Members of a previously uncontacted tribe make contact with a team of researchers near the Envira river
Handout—Reuters Three members of a previously uncontacted tribe make voluntary contact with a team of researchers, right, edge of photo, from Brazil's National Indian Foundation (FUNAI) on the bank of the Envira River in Aldeia Simpatia, Brazil, in this June 30, 2014, handout photo provided by FUNAI

There are thought to be at least 100 isolated groups in Brazil's Amazonian rainforest

The Brazilian government has strongly rejected suggestions by two U.S. anthropologists that the only way to protect the country’s isolated tribes would be to establish contact with them.

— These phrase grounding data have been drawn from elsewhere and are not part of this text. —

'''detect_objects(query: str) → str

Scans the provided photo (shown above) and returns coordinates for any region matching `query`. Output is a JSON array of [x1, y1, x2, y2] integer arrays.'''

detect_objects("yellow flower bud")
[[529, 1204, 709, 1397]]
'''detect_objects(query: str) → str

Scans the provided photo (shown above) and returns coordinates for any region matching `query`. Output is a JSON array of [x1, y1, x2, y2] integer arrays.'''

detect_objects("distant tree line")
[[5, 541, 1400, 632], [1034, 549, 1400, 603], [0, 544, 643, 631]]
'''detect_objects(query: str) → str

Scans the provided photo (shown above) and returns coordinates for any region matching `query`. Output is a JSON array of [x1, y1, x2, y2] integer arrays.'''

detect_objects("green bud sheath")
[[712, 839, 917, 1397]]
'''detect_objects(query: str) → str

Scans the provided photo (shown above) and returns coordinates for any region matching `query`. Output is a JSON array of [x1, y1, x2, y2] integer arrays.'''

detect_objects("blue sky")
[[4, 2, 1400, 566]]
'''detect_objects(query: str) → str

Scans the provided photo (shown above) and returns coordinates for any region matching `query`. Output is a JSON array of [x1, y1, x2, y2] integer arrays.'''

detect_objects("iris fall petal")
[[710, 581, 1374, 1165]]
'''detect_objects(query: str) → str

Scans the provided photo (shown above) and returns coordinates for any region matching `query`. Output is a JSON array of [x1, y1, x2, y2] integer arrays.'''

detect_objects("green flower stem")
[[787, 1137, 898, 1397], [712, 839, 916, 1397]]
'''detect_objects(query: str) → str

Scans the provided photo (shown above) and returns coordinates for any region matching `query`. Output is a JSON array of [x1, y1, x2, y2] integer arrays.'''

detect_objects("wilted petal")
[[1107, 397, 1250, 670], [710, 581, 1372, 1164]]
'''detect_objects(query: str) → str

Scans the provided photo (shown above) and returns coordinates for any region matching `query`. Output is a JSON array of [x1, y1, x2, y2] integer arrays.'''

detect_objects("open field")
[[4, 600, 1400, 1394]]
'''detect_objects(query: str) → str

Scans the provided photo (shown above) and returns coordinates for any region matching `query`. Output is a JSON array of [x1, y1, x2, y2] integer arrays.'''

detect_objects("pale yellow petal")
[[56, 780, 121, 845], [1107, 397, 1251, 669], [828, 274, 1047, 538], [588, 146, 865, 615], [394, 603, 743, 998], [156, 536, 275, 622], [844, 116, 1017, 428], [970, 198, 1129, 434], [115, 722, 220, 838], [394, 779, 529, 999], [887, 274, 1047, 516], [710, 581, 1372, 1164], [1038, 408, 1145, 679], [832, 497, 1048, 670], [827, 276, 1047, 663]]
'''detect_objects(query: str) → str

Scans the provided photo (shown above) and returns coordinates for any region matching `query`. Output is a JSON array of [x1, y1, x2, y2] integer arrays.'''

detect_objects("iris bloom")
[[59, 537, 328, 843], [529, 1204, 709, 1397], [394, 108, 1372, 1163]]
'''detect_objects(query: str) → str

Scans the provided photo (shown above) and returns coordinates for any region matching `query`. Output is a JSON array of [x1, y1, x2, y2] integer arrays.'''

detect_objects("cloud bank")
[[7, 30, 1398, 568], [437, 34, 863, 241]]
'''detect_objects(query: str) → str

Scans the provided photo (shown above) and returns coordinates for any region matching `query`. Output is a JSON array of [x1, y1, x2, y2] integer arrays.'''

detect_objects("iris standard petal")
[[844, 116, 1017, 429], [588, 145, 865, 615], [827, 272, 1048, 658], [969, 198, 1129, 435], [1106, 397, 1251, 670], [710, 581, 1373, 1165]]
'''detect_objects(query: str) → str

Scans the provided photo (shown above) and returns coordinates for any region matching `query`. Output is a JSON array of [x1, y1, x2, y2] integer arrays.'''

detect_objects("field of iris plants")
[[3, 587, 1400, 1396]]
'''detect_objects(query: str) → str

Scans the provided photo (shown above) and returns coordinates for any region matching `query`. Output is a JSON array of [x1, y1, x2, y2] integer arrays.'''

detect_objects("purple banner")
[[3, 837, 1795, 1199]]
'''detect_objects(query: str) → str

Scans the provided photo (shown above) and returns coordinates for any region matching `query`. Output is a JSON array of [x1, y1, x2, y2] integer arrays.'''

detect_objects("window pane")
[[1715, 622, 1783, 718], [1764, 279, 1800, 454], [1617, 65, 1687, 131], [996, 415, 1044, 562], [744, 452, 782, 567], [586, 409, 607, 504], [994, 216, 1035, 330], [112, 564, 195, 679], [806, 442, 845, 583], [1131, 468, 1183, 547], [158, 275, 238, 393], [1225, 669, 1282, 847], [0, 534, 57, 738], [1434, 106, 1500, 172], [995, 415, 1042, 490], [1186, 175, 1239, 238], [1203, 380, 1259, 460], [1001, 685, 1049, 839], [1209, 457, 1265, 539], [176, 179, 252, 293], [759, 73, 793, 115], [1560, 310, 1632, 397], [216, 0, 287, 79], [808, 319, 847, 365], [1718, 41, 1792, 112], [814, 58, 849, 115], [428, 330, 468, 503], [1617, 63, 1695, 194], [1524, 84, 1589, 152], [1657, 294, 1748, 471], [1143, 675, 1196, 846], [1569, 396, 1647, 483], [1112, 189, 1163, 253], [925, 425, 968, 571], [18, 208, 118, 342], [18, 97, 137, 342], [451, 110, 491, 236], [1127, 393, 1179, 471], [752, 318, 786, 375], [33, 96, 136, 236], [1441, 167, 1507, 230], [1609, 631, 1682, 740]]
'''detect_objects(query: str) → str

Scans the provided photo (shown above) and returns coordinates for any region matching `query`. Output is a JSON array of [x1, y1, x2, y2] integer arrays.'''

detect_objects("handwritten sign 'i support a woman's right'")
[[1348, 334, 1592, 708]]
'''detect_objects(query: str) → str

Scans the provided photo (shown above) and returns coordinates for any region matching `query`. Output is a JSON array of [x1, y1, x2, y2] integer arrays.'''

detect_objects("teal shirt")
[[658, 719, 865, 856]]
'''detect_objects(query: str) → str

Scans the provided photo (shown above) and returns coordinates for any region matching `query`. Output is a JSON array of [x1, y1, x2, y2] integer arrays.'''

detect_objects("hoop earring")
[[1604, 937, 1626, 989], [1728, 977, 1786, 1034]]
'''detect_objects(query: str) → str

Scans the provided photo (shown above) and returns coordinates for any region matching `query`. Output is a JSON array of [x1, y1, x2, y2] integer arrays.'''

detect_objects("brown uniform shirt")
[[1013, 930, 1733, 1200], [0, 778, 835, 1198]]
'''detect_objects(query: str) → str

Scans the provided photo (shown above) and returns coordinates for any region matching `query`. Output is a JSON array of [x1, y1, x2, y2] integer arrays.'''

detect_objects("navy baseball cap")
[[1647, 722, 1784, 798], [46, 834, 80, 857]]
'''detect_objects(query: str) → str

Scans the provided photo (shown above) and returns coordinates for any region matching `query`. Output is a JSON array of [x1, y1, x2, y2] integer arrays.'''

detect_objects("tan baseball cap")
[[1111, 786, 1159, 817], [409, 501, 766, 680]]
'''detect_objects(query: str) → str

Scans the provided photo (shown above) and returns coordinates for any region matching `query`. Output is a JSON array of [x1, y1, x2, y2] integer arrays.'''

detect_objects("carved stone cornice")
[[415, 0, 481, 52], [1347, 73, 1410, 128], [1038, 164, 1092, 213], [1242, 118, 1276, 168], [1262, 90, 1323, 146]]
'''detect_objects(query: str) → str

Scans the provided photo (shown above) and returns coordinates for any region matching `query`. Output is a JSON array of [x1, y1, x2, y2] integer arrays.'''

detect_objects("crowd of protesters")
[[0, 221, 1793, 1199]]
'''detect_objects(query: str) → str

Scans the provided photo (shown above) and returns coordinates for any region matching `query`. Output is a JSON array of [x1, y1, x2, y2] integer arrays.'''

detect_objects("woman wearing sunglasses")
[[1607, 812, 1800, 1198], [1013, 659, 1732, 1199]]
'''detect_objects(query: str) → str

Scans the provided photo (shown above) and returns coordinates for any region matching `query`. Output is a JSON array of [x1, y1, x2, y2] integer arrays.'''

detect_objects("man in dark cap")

Brazil’s Department of Indigenous Affairs (FUNAI) released an open letter on Thursday repudiating an article published by Robert Walker and Kim Hills in Science magazine last year, Reuters reports. Walker and Hills argued that “controlled contact is better than no contact” and criticized the government’s “leave them alone policy.”

Among FUNAI’s aims is the study and protection of approximately 50 to 100 remaining tribes in the Amazonian rainforest. The tribes have had no contact with the outside world. FUNAI’s letter was signed by 18 experts and said that contact with these groups would come with lethal risks to their health and autonomy, Reuters says.

“There is never absolute control in contact situations,” the department wrote. It said that it had changed its position on forced contact in the 1980s after contact led to a number of deaths among indigenous groups.